The no man’s land where noise and black metal embrace.
Black metal has been very noticeably rubbing up against noise, post-rock, and industrial music in recent years. Or the other way around, whatever suits you. Just think: Sutekh Hexen (from California), or Prurient and Russell Haswell - who allowed their (power) noise to be strongly inspired by black metal.
PRURIENT (us)
“Fernow’s productions have tended to flirt with fields taking the extreme sentiment of black metal while building the compositions from feedback drone distortion and synthesis.”
(Boomkat)
Our first impression of Prurient – Dominick Fernow (see too: Vatican Shadow and Cold Cave) to his friends – was instantly magnificent. In '06, he was invited by Thurston Moore to the much-praised All Tomorrow’s Parties festival where his solo performance was one of the most extreme we have ever seen. His love is for noise and Fernow makes no secret of the fact that he is strongly influenced by black metal (he even had a black metal band: Ash Pool). His releases often appear via his very own Hospital Productions, but also via England's hip Blackest Ever Black. The latest Prurient album ‘Through The Window’ even has techno (read: doom techno) influences. Boomkat on that: “It’s a masterful consolidation of black, gothic noise, emotion and dancefloor gratification”.
RUSSELL HASSWELL (uk)
One of our favourite extreme sound/noise fetishists. In '02, Warp released his most 'popular' album ‘Satanstornade – a brutal, extremely gripping chunk of noise’ (a collaboration with Masami Akita aka Japanese noise master Merzbow). A joke by the big-shots at Warp: the release received catalogue number 666. His latest releases appeared via Editions Mego (see too: KTL with Stephen O’ Malley). The Wire on that: "a fearsome, skull shattering, flesh shredding display of electronic hostility. Also nice: "play this to a Slipknot fan and watch his head fall off."

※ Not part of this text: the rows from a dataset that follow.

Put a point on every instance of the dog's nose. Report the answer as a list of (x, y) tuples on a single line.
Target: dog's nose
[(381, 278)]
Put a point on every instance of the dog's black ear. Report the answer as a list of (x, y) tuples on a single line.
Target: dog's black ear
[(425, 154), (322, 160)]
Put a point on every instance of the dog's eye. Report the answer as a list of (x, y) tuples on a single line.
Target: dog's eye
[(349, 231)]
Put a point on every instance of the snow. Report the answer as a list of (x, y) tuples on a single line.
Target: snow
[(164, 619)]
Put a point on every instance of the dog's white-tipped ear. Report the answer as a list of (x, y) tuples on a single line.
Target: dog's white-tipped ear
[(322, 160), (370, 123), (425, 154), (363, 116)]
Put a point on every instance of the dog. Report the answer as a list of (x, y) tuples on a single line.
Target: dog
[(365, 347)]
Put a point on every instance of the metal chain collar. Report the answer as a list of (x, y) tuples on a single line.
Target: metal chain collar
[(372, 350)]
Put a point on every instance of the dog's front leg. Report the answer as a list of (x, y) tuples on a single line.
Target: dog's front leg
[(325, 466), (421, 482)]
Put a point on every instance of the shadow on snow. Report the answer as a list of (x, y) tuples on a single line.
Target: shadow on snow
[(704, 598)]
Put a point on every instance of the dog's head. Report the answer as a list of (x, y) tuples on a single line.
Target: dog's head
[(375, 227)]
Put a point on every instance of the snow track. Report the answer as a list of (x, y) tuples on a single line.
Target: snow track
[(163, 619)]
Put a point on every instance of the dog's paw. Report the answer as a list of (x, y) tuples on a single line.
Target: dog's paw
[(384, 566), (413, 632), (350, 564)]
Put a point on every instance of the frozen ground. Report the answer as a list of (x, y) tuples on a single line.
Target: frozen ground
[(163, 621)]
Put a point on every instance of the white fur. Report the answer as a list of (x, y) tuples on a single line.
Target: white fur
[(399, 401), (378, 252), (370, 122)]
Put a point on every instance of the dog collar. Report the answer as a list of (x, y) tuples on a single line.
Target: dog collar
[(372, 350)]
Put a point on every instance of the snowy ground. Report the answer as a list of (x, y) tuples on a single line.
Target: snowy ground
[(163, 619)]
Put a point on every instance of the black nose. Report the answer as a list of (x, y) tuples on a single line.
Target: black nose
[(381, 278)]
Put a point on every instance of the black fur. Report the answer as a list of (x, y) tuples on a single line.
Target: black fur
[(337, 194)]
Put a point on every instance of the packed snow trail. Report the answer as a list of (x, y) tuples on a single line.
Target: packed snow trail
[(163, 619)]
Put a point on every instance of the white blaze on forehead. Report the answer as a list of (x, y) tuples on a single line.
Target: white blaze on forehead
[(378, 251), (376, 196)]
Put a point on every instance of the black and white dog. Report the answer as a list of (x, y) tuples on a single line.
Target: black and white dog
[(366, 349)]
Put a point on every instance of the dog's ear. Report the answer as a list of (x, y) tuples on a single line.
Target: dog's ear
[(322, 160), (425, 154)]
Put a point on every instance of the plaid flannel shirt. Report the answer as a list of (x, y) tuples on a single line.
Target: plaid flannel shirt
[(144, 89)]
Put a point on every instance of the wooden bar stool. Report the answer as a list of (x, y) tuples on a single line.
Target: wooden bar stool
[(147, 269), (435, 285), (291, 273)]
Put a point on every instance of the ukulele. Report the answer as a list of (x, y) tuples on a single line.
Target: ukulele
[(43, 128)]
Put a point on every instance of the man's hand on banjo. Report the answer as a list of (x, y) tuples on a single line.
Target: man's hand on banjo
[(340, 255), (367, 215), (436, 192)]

In the past, he has worked with Aphex Twin, Earth, Mike Vainio (Pan Sonic) as well as with his regular companion Florian Hecker. Finally, to set the scene: his latest album ‘Factual’ contains a track – ‘Black Metal Instrumental Intro Demo’ – that (according to Boomkat) was inspired by “flashbacks to his experiences of early black metal concerts around Europe.”